The case, brought by a Windhoek couple over the birth of their daughter at Katutura Intermediate Hospital in June 2021, was dismissed after the ministry’s special plea of prescription was upheld.
The couple filed the claim on 8 July 2024, just weeks after the three-year legal limit for filing medical negligence cases had expired.
A special plea of prescription is a preliminary defence in civil cases. It argues that a claim cannot proceed because it was filed after the time limit set by law, usually three years. It does not consider the merits of the case but asserts that the action is legally barred.
“I find it difficult to comprehend how treatment of a condition of the first plaintiff's baby can ever be an acknowledgement that there was negligence in the birth of the baby or an acknowledgement that the ministry will pay the amount claimed… Such an argument can never hold water," the judge noted.
The couple, represented by Kadhila Amoomo, argued that hospital staff failed to monitor the baby properly during labour, leading to oxygen deprivation and brain damage.
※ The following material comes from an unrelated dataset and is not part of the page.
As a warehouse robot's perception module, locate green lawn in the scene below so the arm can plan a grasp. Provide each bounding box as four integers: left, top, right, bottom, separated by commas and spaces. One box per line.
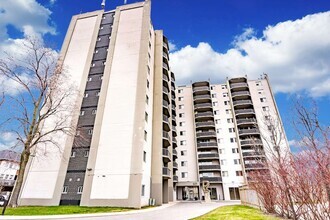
0, 206, 133, 215
193, 205, 280, 220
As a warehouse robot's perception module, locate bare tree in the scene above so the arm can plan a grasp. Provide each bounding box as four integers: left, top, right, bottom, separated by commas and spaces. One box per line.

They claimed that ongoing medical treatment of the child amounted to a “continuous wrong” and a tacit acknowledgment of liability under Section 14 of the Prescription Act.
However, the ministry, represented by Quine Fenyeho, argued that the alleged negligent acts occurred on 16 or 17 June 2021, and the debt became due immediately, making the July 2024 filing too late.
“The claim against the defendant was instituted more than three years after the cause of action arose. The plaintiffs’ claim has thus been prescribed in terms of section 11(d) of the said Act," the ministry’s legal team argued.
Ambunda rejected the claimants’ continuous wrong argument, noting that while the consequences of the alleged injury may be ongoing, the negligent conduct itself was a single completed act during delivery.